Ihr jüngerer Sohn verfasste einen regimekritischen Artikel. Er wurde zu Hause abgeholt und zu Tode gefoltert. Sie erlitt daraufhin einen Herzinfarkt und wollte gemeinsam mit anderen Familienmitgliedern fliehen. Sie ließen alles zurück, was sie nicht tragen konnten, und fuhren per Anhalter Richtung Grenze zur Autonomen Region Kurdistan. Sie wurden dabei immer wieder von Assads Soldaten attackiert und gejagt. Nicht einmal, wenn man alles verloren hat und flieht, wird man dort in Ruhe gelassen. Von der Grenze aus wurden sie ins Camp Domiz geleitet, welches sowohl Auffanglager, als auch permanentes Camp ist. Sie hat ihr Haus, die Einrichtung und alle Erinnerungsstücke aus ihrem Leben verloren. Ihr älterer Sohn hat den Studienplatz verloren, versucht in der Autonomen Region Kurdistan weiter zu lernen und um den Anschluss nicht komplett zu verlieren. Auch sie wollen zurück sobald es geht. Als wir gehen wollen, zeigt sie uns noch ihren Arztbericht und fragt, ob wir helfen können. Sie muss dringend operiert werden, da ihre Lebenserwartung nur noch bei wenigen Wochen liegt. Im Camp können komplizierte medizinische Eingriffe nicht vorgenommen werden. Auch die umliegenden Krankenhäuser können nur akute Verletzungen versorgen.
Solche Momente sind immer schwer. Wir sagen ihr, dass wir unser Bestes versuchen, aber vermutlich nicht helfen können. Mit falschen Hoffnungen hilft man auch niemandem weiter.

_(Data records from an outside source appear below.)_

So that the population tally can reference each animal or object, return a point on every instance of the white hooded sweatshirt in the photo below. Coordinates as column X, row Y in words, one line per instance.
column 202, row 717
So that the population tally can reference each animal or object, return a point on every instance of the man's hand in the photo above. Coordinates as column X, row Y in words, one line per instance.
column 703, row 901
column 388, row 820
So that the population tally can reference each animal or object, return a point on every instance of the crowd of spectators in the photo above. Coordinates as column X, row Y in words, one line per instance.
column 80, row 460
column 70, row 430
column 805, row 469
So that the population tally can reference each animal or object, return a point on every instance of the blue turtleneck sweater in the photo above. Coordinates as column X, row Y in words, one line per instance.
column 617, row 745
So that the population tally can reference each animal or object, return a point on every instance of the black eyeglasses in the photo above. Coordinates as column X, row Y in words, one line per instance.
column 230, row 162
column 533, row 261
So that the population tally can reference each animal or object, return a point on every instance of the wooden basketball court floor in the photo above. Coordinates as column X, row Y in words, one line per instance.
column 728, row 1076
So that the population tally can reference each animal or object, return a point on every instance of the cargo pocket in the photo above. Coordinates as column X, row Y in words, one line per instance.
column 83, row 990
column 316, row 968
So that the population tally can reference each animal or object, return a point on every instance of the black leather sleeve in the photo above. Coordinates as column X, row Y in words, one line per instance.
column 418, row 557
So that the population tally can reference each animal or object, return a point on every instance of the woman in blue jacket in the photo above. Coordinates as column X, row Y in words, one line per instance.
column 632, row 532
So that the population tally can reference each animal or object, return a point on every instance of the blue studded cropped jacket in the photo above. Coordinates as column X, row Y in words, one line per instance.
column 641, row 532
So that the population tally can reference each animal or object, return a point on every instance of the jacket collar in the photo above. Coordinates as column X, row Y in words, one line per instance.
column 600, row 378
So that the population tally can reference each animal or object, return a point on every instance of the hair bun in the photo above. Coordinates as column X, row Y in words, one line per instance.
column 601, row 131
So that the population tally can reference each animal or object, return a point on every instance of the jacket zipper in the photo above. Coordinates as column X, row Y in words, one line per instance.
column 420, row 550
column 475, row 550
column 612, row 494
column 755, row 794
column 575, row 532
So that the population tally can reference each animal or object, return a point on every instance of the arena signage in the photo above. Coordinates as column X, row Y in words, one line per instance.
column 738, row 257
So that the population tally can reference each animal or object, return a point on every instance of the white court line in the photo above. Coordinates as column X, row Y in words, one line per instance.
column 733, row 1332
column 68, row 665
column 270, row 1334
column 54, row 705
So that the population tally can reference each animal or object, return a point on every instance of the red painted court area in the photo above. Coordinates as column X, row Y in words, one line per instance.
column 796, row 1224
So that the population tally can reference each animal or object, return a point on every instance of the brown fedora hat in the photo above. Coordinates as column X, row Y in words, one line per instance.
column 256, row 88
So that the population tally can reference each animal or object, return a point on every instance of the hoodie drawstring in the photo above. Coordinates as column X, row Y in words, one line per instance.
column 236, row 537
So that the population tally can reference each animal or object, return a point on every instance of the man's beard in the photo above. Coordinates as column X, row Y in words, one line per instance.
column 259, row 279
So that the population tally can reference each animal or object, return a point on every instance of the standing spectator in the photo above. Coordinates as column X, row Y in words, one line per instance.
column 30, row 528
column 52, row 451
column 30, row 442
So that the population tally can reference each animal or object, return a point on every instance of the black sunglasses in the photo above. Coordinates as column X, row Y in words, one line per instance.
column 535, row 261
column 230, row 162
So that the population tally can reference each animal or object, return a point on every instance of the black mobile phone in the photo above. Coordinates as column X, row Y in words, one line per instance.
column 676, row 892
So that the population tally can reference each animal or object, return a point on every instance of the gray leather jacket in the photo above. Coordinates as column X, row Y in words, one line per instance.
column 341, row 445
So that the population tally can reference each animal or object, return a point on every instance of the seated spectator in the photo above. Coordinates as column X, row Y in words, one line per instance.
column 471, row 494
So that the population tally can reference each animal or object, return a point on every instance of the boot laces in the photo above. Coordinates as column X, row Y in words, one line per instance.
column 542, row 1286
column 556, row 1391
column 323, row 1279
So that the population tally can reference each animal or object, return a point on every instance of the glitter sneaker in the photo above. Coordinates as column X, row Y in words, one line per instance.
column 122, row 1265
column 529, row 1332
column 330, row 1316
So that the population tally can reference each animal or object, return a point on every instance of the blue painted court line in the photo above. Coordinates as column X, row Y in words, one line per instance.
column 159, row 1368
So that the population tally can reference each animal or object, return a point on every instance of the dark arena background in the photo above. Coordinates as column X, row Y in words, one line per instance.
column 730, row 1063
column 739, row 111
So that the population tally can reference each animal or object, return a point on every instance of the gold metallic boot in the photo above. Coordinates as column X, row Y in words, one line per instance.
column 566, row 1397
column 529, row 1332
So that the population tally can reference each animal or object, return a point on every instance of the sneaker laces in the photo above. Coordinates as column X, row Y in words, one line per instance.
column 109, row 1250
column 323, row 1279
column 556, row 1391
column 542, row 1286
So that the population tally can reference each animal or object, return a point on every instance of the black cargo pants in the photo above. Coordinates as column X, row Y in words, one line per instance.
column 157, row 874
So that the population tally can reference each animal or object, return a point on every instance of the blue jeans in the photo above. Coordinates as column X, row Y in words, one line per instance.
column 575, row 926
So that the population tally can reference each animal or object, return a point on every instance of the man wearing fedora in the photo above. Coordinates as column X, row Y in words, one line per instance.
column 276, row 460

Die Autonome Region Kurdistan versorgt derzeit rund zwei Millionen Flüchtlinge bei knapp fünf Millionen eigenen Einwohnern. Keiner der Flüchtlinge ist mit dem Ziel gestartet, Deutschen den Job wegzunehmen oder dem Staat auf der Tasche zu liegen. Beides kennen sie von zu Hause nicht. Dort müssen sie sich ihren Lebensstandart hart erarbeiten und mussten ihn nun wegwerfen, um nicht zu sterben.

Kinder in den südlichen Camps

In den kurdischen Flüchtlingscamps weiter im Süden gibt es viele unbegleitete Kinder. Sie kommen Teilweise aus der Gegend um Falludscha oder Baghdad. Von dort sind es je nach Route circa 150 bis 200 km. Ein zehnjähriger erzählt mir, dass er der älteste Überlebende der Familie war. Also hat er „die kleinen“ genommen und sich einem Treck anderer Leute angeschlossen, die nach Kurdistan (Irak) wollten. Sie sind rund eine Woche gelaufen, bis sie am ersten Checkpoint der kurdischen Peschmerga ankamen und versorgt wurden.

Gerade die Kinder bekommen häufig Essen oder Trinken von Einheimischen oder anderen Menschen im Treck, die sich mehr oder minder verantwortlich für sie fühlen. Manche Kinder werden auf der Strecke von Fremden aufgenommen und bleiben einfach dort.

Das IS-Gebiet wäre für sie entweder sofort tödlich, oder man würden sie zu Kindersoldaten machen. Die vom Iran gesteuerten schiitische Haschd-al-Shabi Milizen lassen sie aber meistens einfach passieren. Sie haben kein Interesse, sich selber um die Kinder zu kümmern. Sie haben aber auch kein Interesse daran, ihnen das Leben schwerer zu machen. Einige der Kinder sterben auf der Flucht. Einige sogar, wenn sie bereits in Sicherheit sind. Die häufigsten Gründe sind Infektionskrankheiten oder schlichtweg Überlastung.

Eine Woche nach ihrer Flucht gehen viele von ihnen bereits in die Schule. In der Pause spielen sie mit den anderen und sitzen lachend zusammen. Es ist unglaublich, wie sie es sich nicht nehmen lassen, die glücklichen Momente ihres Lebens zu nutzen.